В конце июля все трое – Жиленков, Сахаров и Ресслер тоже были отозваны в Берлин, и командиром остался полковник Кромиади. Но очень скоро, не позже середины августа, и того отозвали туда же. Остался Ламздорф.
Я стал замечать, что все большую и большую роль в делах бригады начинают играть немцы, говорящие по-русски, из немецкой шпионской школы, размещавшейся в барачном городке на южной окраине Пскова на берегу р. Великой. Вскоре, в одно из воскресений, один из этих немцев утонул в Великой, катаясь пьяным на лодке. Оставшиеся двое, майор Краус и капитан Хорват, с удвоенной энергией начали вмешиваться во внутреннюю жизнь бригады, чуть не ежедневно приезжая в часть. Они в придирчивом тоне вели разговоры с Ламздорфом, презрительно третировали нас, бывших советских офицеров, и это сейчас же сказалось на моральном состоянии личного состава.

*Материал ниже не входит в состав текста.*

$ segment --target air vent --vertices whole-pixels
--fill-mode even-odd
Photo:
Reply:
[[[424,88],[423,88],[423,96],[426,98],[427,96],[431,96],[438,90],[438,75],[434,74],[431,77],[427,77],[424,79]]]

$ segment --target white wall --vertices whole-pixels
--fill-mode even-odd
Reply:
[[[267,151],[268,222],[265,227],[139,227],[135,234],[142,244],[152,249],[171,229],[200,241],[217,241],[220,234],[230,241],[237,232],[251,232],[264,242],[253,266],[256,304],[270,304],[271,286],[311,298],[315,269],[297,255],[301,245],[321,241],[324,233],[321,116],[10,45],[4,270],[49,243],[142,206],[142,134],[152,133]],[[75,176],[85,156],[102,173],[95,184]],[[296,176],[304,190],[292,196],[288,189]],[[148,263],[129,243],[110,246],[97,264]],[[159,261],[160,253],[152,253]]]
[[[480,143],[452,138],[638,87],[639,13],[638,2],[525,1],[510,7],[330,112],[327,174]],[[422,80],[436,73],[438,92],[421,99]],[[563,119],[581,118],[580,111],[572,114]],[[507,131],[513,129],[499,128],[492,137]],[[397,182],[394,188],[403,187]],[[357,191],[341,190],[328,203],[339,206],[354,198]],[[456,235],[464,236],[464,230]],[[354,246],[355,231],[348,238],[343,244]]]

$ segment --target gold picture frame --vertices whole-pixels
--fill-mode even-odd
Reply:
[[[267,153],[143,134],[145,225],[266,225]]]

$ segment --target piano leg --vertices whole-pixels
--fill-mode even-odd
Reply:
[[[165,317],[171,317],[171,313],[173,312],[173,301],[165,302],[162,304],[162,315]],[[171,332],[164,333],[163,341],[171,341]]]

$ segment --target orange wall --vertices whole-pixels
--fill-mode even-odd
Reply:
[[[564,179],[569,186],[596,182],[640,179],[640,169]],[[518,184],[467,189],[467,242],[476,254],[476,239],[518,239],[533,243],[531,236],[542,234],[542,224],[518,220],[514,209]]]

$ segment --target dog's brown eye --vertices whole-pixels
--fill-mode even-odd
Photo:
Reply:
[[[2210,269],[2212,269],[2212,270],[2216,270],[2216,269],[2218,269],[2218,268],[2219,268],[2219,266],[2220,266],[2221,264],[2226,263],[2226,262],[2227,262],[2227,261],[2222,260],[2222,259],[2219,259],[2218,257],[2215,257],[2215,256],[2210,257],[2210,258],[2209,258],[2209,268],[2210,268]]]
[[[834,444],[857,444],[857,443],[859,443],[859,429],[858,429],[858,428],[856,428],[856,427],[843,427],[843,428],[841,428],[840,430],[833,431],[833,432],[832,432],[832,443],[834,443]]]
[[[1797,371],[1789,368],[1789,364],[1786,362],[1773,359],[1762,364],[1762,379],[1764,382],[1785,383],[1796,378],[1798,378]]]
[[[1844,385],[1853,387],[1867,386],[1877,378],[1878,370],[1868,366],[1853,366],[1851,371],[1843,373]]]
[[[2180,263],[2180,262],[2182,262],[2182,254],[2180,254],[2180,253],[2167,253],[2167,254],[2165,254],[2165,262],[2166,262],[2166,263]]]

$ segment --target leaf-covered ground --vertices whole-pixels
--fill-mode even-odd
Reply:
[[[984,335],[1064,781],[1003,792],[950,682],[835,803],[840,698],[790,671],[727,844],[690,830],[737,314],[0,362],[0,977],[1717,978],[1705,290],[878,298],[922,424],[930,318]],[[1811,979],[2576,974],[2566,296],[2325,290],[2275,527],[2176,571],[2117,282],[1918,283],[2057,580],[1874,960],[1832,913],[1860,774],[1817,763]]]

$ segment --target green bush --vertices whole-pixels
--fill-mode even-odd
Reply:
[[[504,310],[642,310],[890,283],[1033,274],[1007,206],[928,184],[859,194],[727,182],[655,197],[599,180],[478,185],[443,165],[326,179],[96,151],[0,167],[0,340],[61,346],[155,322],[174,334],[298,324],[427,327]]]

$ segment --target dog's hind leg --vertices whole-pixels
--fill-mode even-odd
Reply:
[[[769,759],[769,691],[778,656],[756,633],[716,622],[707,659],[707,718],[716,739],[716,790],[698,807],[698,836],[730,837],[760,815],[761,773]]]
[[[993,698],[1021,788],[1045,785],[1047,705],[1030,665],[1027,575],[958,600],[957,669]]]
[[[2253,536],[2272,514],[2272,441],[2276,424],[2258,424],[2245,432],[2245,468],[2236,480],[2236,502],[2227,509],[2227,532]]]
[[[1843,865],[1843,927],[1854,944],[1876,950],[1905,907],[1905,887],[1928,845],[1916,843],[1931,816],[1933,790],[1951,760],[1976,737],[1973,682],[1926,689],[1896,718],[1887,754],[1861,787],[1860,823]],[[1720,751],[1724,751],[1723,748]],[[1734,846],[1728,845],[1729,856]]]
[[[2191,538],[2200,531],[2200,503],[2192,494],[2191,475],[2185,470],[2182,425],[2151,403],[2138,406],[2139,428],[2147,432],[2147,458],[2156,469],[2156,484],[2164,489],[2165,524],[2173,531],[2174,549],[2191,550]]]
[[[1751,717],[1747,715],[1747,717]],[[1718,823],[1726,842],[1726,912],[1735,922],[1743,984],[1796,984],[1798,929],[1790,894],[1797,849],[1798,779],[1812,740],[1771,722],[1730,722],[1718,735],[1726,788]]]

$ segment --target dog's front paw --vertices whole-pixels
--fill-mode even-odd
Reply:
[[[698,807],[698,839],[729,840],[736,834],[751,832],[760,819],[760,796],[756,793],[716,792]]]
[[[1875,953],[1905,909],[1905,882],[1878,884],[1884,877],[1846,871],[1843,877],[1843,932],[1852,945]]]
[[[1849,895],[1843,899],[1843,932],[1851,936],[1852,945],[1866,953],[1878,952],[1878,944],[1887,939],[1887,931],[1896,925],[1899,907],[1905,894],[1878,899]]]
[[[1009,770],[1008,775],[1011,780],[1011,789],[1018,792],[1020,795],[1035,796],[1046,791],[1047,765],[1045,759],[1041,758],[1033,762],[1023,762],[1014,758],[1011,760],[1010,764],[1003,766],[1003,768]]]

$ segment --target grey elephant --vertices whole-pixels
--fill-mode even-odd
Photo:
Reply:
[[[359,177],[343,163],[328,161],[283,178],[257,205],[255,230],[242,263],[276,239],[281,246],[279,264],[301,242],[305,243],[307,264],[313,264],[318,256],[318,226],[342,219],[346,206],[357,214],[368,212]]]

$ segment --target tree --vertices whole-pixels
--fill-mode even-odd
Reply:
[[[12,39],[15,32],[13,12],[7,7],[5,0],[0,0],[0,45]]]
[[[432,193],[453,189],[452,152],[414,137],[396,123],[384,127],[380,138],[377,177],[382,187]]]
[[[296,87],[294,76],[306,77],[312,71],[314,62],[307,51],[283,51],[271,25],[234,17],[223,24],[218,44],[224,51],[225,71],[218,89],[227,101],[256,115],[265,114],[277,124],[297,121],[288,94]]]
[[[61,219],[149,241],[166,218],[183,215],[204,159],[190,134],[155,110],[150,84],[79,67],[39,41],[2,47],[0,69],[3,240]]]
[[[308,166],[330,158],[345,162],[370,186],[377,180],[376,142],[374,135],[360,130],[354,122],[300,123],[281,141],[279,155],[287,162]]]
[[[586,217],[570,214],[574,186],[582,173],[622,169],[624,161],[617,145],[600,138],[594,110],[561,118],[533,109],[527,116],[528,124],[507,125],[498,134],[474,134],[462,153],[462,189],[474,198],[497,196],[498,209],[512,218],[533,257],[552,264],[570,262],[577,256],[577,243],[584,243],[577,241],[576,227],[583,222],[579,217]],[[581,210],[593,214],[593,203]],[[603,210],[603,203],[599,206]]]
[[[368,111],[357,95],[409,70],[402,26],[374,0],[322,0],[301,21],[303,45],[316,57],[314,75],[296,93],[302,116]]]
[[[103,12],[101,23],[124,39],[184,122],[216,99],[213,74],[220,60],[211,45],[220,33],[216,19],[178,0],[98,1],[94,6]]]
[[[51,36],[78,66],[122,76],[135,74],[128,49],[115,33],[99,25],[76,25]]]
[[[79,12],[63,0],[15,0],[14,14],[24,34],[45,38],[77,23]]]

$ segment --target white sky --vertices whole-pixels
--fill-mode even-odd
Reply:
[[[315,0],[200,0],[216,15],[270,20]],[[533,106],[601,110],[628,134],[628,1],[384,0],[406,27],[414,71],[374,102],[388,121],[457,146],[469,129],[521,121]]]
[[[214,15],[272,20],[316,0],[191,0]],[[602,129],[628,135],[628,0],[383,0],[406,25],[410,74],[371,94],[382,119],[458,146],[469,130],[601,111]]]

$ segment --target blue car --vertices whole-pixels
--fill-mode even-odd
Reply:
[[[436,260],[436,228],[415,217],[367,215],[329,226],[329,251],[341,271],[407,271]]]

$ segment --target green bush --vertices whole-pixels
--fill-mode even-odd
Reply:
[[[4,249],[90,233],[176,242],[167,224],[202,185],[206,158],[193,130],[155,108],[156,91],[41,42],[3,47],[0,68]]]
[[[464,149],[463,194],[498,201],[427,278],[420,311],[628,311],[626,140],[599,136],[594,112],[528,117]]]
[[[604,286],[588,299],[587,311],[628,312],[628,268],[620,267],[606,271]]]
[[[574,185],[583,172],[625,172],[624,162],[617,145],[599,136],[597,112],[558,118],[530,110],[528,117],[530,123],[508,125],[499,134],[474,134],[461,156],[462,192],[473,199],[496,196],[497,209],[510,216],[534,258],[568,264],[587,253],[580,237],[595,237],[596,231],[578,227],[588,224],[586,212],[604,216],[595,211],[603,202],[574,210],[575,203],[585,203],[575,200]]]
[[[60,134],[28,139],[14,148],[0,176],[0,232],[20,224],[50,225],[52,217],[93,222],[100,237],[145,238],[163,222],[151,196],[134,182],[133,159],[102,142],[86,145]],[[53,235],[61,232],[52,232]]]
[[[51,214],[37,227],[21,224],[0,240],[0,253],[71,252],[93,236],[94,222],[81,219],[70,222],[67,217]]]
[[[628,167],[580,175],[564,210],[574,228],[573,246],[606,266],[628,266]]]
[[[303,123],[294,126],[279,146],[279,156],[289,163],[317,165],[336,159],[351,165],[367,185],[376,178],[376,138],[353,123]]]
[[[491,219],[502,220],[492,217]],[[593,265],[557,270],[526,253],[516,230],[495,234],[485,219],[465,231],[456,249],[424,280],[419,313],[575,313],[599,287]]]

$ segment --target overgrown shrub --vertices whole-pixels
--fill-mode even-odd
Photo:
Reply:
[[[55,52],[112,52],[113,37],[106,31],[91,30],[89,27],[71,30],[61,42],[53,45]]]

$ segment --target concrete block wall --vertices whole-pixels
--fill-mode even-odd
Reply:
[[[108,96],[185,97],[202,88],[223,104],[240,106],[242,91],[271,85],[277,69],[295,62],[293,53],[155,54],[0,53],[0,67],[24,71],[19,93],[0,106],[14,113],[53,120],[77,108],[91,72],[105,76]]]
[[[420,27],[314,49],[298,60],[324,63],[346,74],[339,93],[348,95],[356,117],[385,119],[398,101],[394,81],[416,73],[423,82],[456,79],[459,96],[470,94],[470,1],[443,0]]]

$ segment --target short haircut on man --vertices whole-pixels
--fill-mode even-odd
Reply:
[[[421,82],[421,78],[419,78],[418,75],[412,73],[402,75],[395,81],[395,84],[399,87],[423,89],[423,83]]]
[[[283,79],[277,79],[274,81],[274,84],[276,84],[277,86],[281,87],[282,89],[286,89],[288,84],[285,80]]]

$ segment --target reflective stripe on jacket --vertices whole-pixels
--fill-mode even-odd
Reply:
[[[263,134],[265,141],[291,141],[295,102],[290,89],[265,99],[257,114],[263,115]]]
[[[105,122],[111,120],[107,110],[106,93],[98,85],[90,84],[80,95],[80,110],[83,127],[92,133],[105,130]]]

Стали учащаться случаи ухода в партизаны солдат и даже офицеров. Старший лейтенант Проскуров, командир одной из рот, очень любивший выпить, был одним из первых таких перебежчиков. Уже находясь в партизанах, он продолжал появляться в ближайших деревнях в знакомых домах и встречался с нашими людьми. Эти встречи не приводили ни к каким эксцессам. По невыясненным тогда причинам Проскуров вскоре застрелил свою любовницу в одной из деревень и после этого исчез с нашего горизонта.
Ни Сахаров, ни Ламздорф, ни сам отец Гермоген не раскрыли мне своевременно тайну, окружавшую основание нашей бригады. Мне самому догадками и сопоставлениями разрозненных услышанных слов, замечаний и фактов пришлось своим умом доходить до истины. Постепенно я узнал, что шпионская школа, расположенная на окраине Пскова – это «северная» разведывательная школа «Цеппелин», бывшая «южная», переведенная сюда из Яблони в Польше после того, как Яблонь и поместье графов Замойских разбомбила советская авиация.
Мне постепенно стало ясно, что и эта «Гвардейская бригада РОА», так же как и бригада Гиля, является детищем и иждивенцем таинственного «Цеппелина» и что никакого действительного формирования бригады из имеющегося в наличии батальона не произойдет. Вскоре выяснилась и причина усилившегося внимания к нам немцев и – особенно – их почти враждебного к нам тона. Ламздорф шепнул мне, что 16 августа бригада Гиля подняла восстание, перебила всех немцев из «фербиндунгсштаба» и в целом составе, захватив все склады продовольственного, материального и огневого снабжения, перешла к партизанам. Немцы очень опасаются, что и мы сделаем то же самое, поэтому и ездят к нам каждый день. Он предупредил меня, чтобы я был осторожен в разговорах и не высказывал публично осуждающих мнений в адрес немцев, так как они наладили густую сеть своих осведомителей, опасаясь заговоров. Это мне было понятно и без предупреждения Ламздорфа, но все-таки оно не было лишним, так как у многих из нас поразвязались к тому времени языки, особенно злорадствовали мы по поводу провала летнего немецкого выступления. Многие – и я в том числе – испытывали двойственное чувство. С одной стороны, мы понимали, что ничего хорошего для нас нет в том, что неуспех терпят немцы. Это значило, что успех имеет наш главный враг – Сталин. С другой стороны, немцы всем своим поведением настолько уж нам «засели в печенках», настолько обозлили нас, что мы ощутили явную радость, когда узнали из сводок, что им всыпали на Курской дуге так основательно, что они катятся к Днепру. Вот эти-то настроения и надо было скрывать от лазутчиков Крауса и Хорвата.